Category Archives: Camp
Were your dogs happy and tired after their first camp day? Were they well behaved? One of the most well-known “dogmas” of dog training is that “A TIRED dog is a GOOD dog!” and we always see proof of that with our campers!
Please share with us how your dogs are doing at home, especially any changes you noticed on their behavior that might be related to camp. We would love to hear your comments. How is your dog when he/she arrives home after a camp day? How does he/she do during the week?
To introduce all our campers and friends from today, here they are in order of appearance:
Bentley the Beagle Mix; Hobbie the Terrier Mix; Ares the Yorkie Mix; Lego the Golden Doodle; Max the Cocker Spaniel; Sky the American Eskimo; Kohengi the Chinese Crested; and finally, Diva & Dude the Cocker Poodle Twins!
Camp today was very busy. The Campers got to meet and interact with one another, plus, they met the members of our Dog Connection Team: Paulina De Velasco and her husband Ludovic Teurbane, as well as Sheyla Gutierrez and her husband Dennis Martinez. We also had a visit from a very dog savvy two year old and her pregnant mother (who also happened to be one of our photographers for today!), which was a great socialization experience for many of our campers. Some were initially unsure with this new experience, but all were happily taking treats from them and very well behaved around them by the time they left. They also got to experience their first “real world” walks and training sessions with their fellow Campers, practiced some much needed handling and grooming – and of course, played, played, played! Many got their first introduction to clicker training (some used objects to interact with, while others learned a few behaviors) and response to commands. Training sessions were kept short and fun, and in between they got a chance to interact with each other and with us.
Some things we were paying special attention to today:
Initial Greeting – dog language consists mainly of body language cues and while most dogs are born with an understanding of this language, too much contact with humans (who depend mainly on verbal language) and too little contact with their own kind, can cause dogs to loose fluency. This is why it is so important to expose dogs to other dogs, and why we always supervise greetings and play time, to make sure everyone is being polite and learning proper manners.

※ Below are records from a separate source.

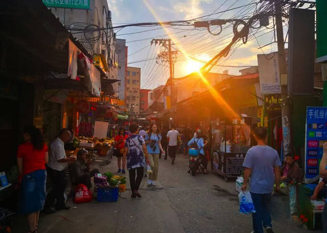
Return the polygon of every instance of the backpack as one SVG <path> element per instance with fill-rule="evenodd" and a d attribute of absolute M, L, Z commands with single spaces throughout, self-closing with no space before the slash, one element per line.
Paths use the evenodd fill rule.
<path fill-rule="evenodd" d="M 193 149 L 199 149 L 199 147 L 198 147 L 198 142 L 199 142 L 199 140 L 200 140 L 200 138 L 198 138 L 198 141 L 196 141 L 196 143 L 195 142 L 195 138 L 193 138 L 193 142 L 192 143 L 192 144 L 191 144 L 191 146 L 190 146 L 190 147 L 191 148 L 193 148 Z"/>

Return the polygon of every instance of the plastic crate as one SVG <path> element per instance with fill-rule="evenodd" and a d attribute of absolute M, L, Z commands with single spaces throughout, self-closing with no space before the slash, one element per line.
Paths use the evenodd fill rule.
<path fill-rule="evenodd" d="M 189 155 L 190 156 L 198 156 L 200 155 L 200 150 L 196 148 L 189 149 Z"/>
<path fill-rule="evenodd" d="M 126 184 L 122 183 L 119 185 L 119 192 L 125 192 L 126 190 Z"/>
<path fill-rule="evenodd" d="M 98 201 L 101 202 L 117 201 L 119 194 L 118 187 L 98 188 Z"/>

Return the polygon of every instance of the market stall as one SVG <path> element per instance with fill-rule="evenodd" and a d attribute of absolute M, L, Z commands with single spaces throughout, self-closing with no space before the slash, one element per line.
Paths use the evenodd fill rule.
<path fill-rule="evenodd" d="M 212 170 L 228 178 L 240 176 L 251 143 L 250 117 L 225 118 L 211 121 L 212 146 Z"/>

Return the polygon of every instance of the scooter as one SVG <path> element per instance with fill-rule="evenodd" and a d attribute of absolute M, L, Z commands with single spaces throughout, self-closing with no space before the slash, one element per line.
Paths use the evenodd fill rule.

Handling – Today we took particular care in touching the dogs all over, holding ears, tails, paws, carrying them in our arms and hugging them. We wanted to see how our Campers reacted to handling and identify any problem areas that we might want to focus on during camp. We will continue to practice handling them, and add elements of grooming to this routine as Camp progresses. We are also looking to work on biting and mouthing, particularly in response to our handling, since most of the younger Campers have been teething and getting a bit mouthy.
Clicker & Obstacle Maneuvering – we introduced the sound of the clicker and let our campers explore different objects, surfaces and obstacles. The purpose of this was not only to get them acquainted with the clicker, but also to work on their confidence, balance and coordination.
Obedience – we started assessing the level of training our campers have and how they respond to commands when in the presence of distractions. For those with no previous training, we started working on Sits and Downs, as well as Loose Leash Walking. Others got a review of their basic behaviors around other dogs and new people. We walked all of them around the neighborhood in teams, to assess how noise sensitive and nervous around new environments they each were, in preparation for busier public places that would be more stimulating.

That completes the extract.